Beginning May 20, the agency will accept 30 days of public comments on rules that govern how financially strong a company must be to guarantee its own environmental costs rather than having to purchase cleanup insurance from a third party. Existing rules have failed to protect taxpayers in the wake of multiple major coal companies declaring bankruptcy over the past year.
Dingell wrote a letter to oversight panel chairman Rep. Louie Gohmert (R-Texas) in June 2015 urging an investigation of coal self-bonding’s implications for taxpayers. That request was ignored.
Led by Reps.

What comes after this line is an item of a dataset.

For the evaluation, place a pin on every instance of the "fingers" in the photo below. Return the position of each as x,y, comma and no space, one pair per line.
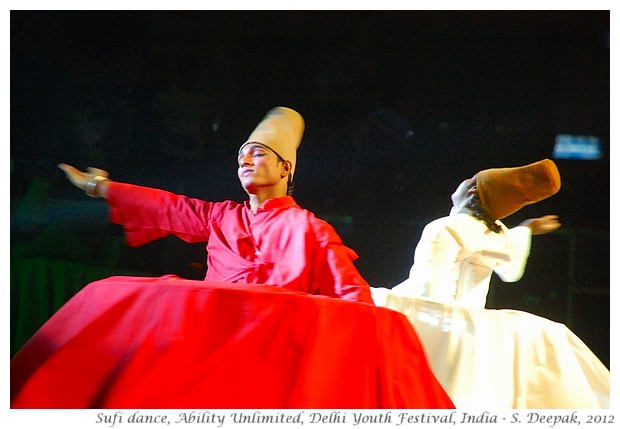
97,172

Grijalva, Dingell, and Cartwright, Natural Resources Committee Democrats are currently gathering signatures on a congressional letter to OSMRE detailing steps the agency can take to reduce taxpayer exposure. The letter will be released in the coming days.
In the last nine months, four coal companies worth more than $1 billion each have filed for bankruptcy. The list includes Peabody Energy, the country’s top coal producer, which declared bankruptcy April 13. The company had $1.47 billion in self-bonding obligations in Wyoming, Illinois, Indiana, Colorado and New Mexico.

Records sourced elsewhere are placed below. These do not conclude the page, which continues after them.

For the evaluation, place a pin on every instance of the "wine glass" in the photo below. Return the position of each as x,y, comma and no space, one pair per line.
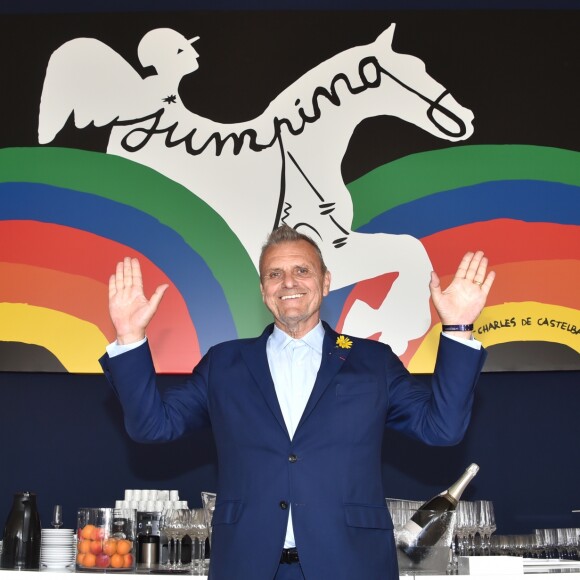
199,531
175,523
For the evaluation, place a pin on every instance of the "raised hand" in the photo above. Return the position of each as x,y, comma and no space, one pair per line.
129,308
463,300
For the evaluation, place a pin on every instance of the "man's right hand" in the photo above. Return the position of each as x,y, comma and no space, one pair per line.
129,308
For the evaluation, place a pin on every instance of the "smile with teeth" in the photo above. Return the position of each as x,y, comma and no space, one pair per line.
291,296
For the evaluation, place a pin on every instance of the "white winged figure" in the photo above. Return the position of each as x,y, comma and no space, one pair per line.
284,166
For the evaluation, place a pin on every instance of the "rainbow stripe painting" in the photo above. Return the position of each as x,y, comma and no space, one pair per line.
390,144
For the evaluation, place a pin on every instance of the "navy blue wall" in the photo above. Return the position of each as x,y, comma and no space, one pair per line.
63,437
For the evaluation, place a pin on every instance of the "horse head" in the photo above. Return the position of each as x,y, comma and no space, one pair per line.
414,95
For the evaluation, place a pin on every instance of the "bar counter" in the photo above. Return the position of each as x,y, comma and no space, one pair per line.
59,574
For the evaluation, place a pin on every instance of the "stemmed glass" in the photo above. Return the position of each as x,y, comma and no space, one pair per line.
464,528
198,531
485,522
175,523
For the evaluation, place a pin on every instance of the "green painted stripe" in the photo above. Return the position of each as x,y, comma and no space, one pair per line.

Arch Coal, Inc. had $485 million in self-bonds in Wyoming when it declared bankruptcy in January; the State of Wyoming settled for $92 million in coverage. Alpha Natural Resources had $411 million in self-bonds in Wyoming when it declared bankruptcy in August 2015; Wyoming settled for $61 million. The company had more than $244 million in self-bond obligations in West Virginia, which settled for $39 million.
“Self-bonding rules are now little more than a taxpayer subsidy for failing coal companies, and we can’t wait much longer for a thorough rewrite,” Grijalva said today. “We keep hearing from Republicans about opposing bailouts. What do you call it when taxpayers are on the hook for hundreds of millions of dollars in cleanup costs?”
When the low cost of natural gas started to weaken coal companies’ ability to compete in the energy sector, many coal companies gambled on the strength of the Chinese coal market. The failure of those gambles, Grijalva said, should not obligate states or American taxpayers to pick up the bill.
“The multiple bankruptcies over the past year have shown time and again that coal companies with weak balance sheets, no matter how large they are, should not be allowed to self-bond,” Rep. Dingell said. “Today’s decision is a step in the right direction. Taxpayers should not be left on the hook for billions in cleanup costs when big coal companies go bust.”
“In my home state of Pennsylvania we deal with the environmental legacy of the coal industry every day. When companies are not held strictly accountable for the impact of their mines, the public bears the burden of cleaning up the mess,” Rep. Cartwright said. “We need to ensure that mining companies must put up the money necessary to fulfill their obligations, and with so many going belly-up, self-bonding should not be an option.”